Dave Cieslewicz
My buck head candle-holders are reserved for an annual venison roast.
March in Wisconsin is about icy mud and piles of gray-granite snow, compressed and unyielding to the strengthening sun. Two kinds of people stay through late winter here: those who can't afford to go south and those who actually like it.
For me, it's some of both. Technically, I could afford a trip to Florida, but I'd rather save my money and invest it in dark beer and moldy cheese.
To ward off late winter fatigue, I fill late February and March with Wisconsin rituals. Last Saturday, I had my deer and duck hunting buddies over for what has become a traditional venison roast with morel sauce, held around a candle-lit table with buck head candle-holders that my wife found in some little store just for the occasion (actually, it's the only occasion in which they're allowed on the table).

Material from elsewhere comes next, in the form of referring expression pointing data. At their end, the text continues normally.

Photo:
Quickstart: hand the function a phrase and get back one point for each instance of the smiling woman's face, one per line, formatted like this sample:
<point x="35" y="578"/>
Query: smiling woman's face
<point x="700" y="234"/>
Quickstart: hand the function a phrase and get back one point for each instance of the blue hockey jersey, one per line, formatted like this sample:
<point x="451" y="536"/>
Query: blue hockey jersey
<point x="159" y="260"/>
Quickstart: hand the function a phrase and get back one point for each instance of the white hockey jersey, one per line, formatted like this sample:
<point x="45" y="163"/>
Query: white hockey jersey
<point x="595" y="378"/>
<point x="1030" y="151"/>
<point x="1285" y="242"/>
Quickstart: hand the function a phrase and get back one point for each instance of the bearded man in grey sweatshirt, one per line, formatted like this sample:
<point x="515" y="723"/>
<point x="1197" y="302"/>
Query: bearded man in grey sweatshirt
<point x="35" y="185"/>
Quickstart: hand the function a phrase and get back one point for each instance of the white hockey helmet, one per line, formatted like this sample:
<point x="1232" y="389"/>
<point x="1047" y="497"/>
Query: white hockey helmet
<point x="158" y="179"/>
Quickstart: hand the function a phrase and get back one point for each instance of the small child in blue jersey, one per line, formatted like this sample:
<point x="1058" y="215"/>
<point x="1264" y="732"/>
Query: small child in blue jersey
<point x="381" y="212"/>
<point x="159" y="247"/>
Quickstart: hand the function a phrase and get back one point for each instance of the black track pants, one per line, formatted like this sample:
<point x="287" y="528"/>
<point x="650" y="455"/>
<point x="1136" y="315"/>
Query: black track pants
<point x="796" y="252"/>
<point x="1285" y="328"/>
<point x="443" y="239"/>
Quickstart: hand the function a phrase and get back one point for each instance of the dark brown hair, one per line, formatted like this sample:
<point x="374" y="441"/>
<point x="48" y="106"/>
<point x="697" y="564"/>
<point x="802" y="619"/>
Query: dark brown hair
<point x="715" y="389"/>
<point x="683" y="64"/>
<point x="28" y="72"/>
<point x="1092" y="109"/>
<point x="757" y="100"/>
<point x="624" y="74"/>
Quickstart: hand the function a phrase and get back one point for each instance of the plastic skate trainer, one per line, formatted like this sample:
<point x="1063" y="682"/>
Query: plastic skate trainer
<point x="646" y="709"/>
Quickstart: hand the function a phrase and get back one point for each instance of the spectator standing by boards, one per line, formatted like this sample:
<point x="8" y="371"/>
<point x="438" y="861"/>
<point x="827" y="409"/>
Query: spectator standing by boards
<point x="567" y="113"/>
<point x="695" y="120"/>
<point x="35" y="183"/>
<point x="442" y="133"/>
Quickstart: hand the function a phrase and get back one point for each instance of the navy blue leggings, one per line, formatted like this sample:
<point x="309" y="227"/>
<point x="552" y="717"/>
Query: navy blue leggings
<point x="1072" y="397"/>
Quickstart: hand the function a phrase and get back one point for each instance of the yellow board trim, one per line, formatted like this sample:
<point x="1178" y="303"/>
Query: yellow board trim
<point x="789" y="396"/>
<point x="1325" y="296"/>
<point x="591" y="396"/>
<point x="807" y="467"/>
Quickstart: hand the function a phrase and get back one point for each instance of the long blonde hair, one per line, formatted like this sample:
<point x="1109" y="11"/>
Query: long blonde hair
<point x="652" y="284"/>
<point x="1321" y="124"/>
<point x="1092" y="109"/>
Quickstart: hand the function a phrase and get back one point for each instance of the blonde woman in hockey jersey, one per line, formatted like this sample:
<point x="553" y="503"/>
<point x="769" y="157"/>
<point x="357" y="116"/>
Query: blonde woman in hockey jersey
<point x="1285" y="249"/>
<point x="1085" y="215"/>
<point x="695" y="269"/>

And this last weekend, it was a double-header of late winter rituals. Saturday night was the annual bleu cheese party at Becky Abel and John Coleman's house on the east side.
Nobody is ambivalent about bleu cheese. You really love it or you really don't. Those of us who love the stuff are okay with those who don't and their less sophisticated palates. But we're a misunderstood minority, so we huddle together with our table full of bleu dishes and some red wine and dark beer. I recommend Satin Solstice from the Central Waters brewery in Amherst.
Saturday morning was the annual "Madison Reads Leopold" event at the UW Arboretum Visitor Center. From 9:30 in the morning until three in the afternoon, 41 readers read selections from Aldo Leopold, mostly from A Sand County Almanac.
Speeches aren't allowed. Each reader simply waits on deck on a "Leopold bench" next to the podium. When it's your turn, you step up, simply introduce yourself ("I'm Dave Cieslewicz and I used to work for the government") and start reading your selection.
My assignment this year (as it has been for three of the last four years) was "Come High Water," an essay about the joys of being stuck on Leopold's farm during the April floods that surrounded his shack. I like that reading because it describes the quietness of these weeks. The bustle of the holidays is long gone, yet it's way too early to think about all those spring chores, while winter sports are impossible in the mud. So it's a good time to read, reflect, write, play Scrabble, and maybe doze a little here and there. It's like spending weeks at a virtual retreat house.
At the Arboretum, about 50 people sat and listened quietly. It was very much like being in church, and the readings were like a prayer. Some followed along in their own worn copies of his books. But before you go all Santorum on me, this is not nature worship with Aldo as God. It's just a simple, elegant remembrance for a brilliant man, his beautiful writing and ideas that remain fresh after more than six decades.
This weekend's snow made the Wisconsin landscape uncharacteristically beautiful for this time of year, but the forecast promises to turn it to gray slush in a matter of days, and then frozen gray slush later in the week.
That's just the way March is here. Like a good dark beer or a slice of bleu, this time of year in the Upper Midwest isn't for everybody. But it's possible to find ways to make it through and, like a weekend retreat, come out of it better, more thoughtful and in tune with yourself than before.